Director: Lauren Greenfield
Release: 13 December
In 1986, after a 21-year reign over the Philippines, Imelda Marcos and her despot husband, president Ferdinand Marcos, fled to Hawaii. Protestors tore into their abandoned palace, each claiming what they could from the 15 mink coats, 508 gowns, 888 handbags, and 3000 pairs of shoes left behind. On the helicopter, Imelda Marcos sat with bags of inscribed gold bricks and millions of dollars of jewellery.
In 1991 she and her family – minus the deceased Ferdinand – returned home, and before long Imelda was plotting the family’s political comeback, in a bid to restore her name and build a dynasty. Greenfield’s remarkable film – one of the best of the year – uses a mix of archival footage and one-on-one interviews with the First Lady from around the time of her son’s 2016 vice president campaign up until present day to build a fascinating picture of the Philippines over the last 70 years.
Imelda now uses her ill-gotten gains – spread between 170 hidden bank accounts, something she confesses to on camera while explaining the restraints she lives under – to not only fund her son’s campaign but also it turns out…well, you’ll see.

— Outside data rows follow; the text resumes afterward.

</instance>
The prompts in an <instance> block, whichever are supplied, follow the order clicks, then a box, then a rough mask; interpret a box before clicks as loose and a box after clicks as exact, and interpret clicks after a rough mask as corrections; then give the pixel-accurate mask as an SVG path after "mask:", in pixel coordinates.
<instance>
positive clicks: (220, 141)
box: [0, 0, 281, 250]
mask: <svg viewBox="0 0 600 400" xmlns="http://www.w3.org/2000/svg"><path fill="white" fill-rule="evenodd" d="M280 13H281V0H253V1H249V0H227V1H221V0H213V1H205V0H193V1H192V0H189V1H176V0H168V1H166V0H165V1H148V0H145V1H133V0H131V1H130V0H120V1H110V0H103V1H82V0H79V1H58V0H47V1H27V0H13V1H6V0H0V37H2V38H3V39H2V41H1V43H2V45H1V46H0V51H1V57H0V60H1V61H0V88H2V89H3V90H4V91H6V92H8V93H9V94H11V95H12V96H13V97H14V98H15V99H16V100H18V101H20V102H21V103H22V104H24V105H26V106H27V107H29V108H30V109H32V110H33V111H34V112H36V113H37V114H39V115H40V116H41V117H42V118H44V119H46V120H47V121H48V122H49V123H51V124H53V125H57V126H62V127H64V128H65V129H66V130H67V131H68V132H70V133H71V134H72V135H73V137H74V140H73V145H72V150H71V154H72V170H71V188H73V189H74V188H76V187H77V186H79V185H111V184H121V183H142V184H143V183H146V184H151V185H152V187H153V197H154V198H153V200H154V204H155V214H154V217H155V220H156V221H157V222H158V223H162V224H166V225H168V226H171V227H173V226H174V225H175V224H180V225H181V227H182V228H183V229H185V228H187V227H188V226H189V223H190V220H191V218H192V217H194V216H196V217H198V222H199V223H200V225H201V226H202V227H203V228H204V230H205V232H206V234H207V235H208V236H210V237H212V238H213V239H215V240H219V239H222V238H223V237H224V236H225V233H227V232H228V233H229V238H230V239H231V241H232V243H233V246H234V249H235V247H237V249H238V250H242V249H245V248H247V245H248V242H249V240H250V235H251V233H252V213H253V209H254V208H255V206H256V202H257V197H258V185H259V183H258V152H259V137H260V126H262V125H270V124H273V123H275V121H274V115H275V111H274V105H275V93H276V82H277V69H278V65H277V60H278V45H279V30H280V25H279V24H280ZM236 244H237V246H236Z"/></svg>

The Filipino people themselves are portrayed as a very forgiving people, one that, to some extent, doesn’t seem to hold the past transgressions of the Marcos family up to the light of present day. There’s still discontent among them however, and there are some very loud voices here bravely showing themselves on camera, but there’s also, incredibly; support. The legitimacy of this support is hazy however as voter fraud is rife and the legions of Manila’s poor are easily bought over (we see Imelda handing out peso notes from her car, we also hear of voting quid pro quo; a vote for a free meal). It only goes to highlight the sway and financial clout that the Marcos dynasty still waves over the country.
Perhaps the most singularly fascinating and equally enraging element of this entire 100-minute documentary is how, on the one hand; yes Imelda Marcos is an incredibly smart and astute woman and possibly one of the greatest political manipulators of not just one century but two. But, on the other hand, she juxtaposes this ferocious nature of hers with a rather saintly ‘mother of the Philippines’ attitude, the two sides of her woven quite perplexingly together as she sees herself as a saviour of the city, of the poor and of the people in general.
When she was anything but. Under the eight years of martial law declared by Imelda’s husband in the 1970s, there were 3,257 extrajudicial killings, 35,000 individual tortures, and 70,000 people were incarcerated. It’s also reported that 737 Filipinos disappeared between 1975 and 1985. All this while the Marcos family amassed an illegally gained personal fortune of between $5-10 billion dollars, most of which was never recovered.